Results from unpublished CDC qualitative research shows that most people interviewed were not aware that drugs to treat influenza illness are available. A fact sheet for patients is available at http://www.cdc.gov/flu/antivirals/whatyoushould.htm.

Note the following important background information for patients:

  • If you get the flu, antiviral drugs are a treatment option.
  • It is very important that antiviral drugs are used early to treat hospitalized patients, people with severe flu illness, and people who are at high risk for flu complications because of their age, severity of illness, or underlying medical conditions.
  • If you have severe illness or are at high risk of serious flu complications, you may be treated with flu antiviral drugs if you get the flu.
  • If you have a high-risk condition, treatment with an antiviral drug can mean the difference between having milder illness instead of very serious illness that could result in a hospital stay.

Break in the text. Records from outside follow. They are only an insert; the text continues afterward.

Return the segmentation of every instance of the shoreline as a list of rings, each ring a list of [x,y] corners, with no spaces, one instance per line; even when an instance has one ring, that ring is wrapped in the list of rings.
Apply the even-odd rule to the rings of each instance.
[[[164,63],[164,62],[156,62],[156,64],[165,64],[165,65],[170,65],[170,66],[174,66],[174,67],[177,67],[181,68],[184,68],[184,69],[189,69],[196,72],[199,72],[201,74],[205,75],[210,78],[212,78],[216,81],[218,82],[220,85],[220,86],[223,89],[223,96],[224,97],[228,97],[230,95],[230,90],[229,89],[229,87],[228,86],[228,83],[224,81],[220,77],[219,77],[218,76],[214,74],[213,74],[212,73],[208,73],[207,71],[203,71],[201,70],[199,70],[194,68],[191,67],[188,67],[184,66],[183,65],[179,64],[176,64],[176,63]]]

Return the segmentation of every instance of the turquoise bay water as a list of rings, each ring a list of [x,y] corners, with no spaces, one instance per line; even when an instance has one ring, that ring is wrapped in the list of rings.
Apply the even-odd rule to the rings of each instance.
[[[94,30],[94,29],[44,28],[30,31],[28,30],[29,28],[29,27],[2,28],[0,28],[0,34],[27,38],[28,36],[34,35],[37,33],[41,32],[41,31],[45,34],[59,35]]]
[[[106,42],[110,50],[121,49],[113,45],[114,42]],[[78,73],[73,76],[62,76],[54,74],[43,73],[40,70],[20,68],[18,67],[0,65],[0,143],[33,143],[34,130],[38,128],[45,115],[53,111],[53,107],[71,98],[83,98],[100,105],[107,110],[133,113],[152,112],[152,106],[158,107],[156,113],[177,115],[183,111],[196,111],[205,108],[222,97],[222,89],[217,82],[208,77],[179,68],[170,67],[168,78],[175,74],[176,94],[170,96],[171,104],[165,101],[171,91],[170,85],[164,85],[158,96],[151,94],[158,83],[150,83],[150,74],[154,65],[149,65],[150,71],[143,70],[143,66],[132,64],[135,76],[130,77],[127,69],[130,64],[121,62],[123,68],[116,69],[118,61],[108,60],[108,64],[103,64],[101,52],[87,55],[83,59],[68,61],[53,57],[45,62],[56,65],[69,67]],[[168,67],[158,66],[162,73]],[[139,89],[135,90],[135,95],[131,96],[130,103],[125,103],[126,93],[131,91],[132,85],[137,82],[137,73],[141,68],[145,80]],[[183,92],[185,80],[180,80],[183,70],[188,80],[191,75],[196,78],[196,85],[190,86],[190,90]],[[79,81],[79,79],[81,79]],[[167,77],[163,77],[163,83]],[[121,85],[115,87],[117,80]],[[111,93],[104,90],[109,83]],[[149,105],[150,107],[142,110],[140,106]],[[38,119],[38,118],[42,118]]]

  • Other people also may be treated with antiviral drugs by their doctor this season.
  • Most otherwise-healthy people who get the flu, however, do not need to be treated with antiviral drugs.
  • Studies show that flu antiviral drugs work best for treatment when they are started within 2 days of getting sick. However, starting antivirals later can still be helpful for some people.
  • If your health care provider thinks you have the flu, your health care provider may prescribe antiviral drugs. A test for flu is not necessary.
  • Antibiotics are not effective against the flu. Using antibiotics inappropriately can lead to antibiotic resistance and may expose patients to unwanted side effects of the drug.
  • Other practices that may help decrease the spread of influenza include respiratory hygiene, cough etiquette, social distancing (e.g., staying home from work and school when ill, staying away from people who are sick) and hand washing.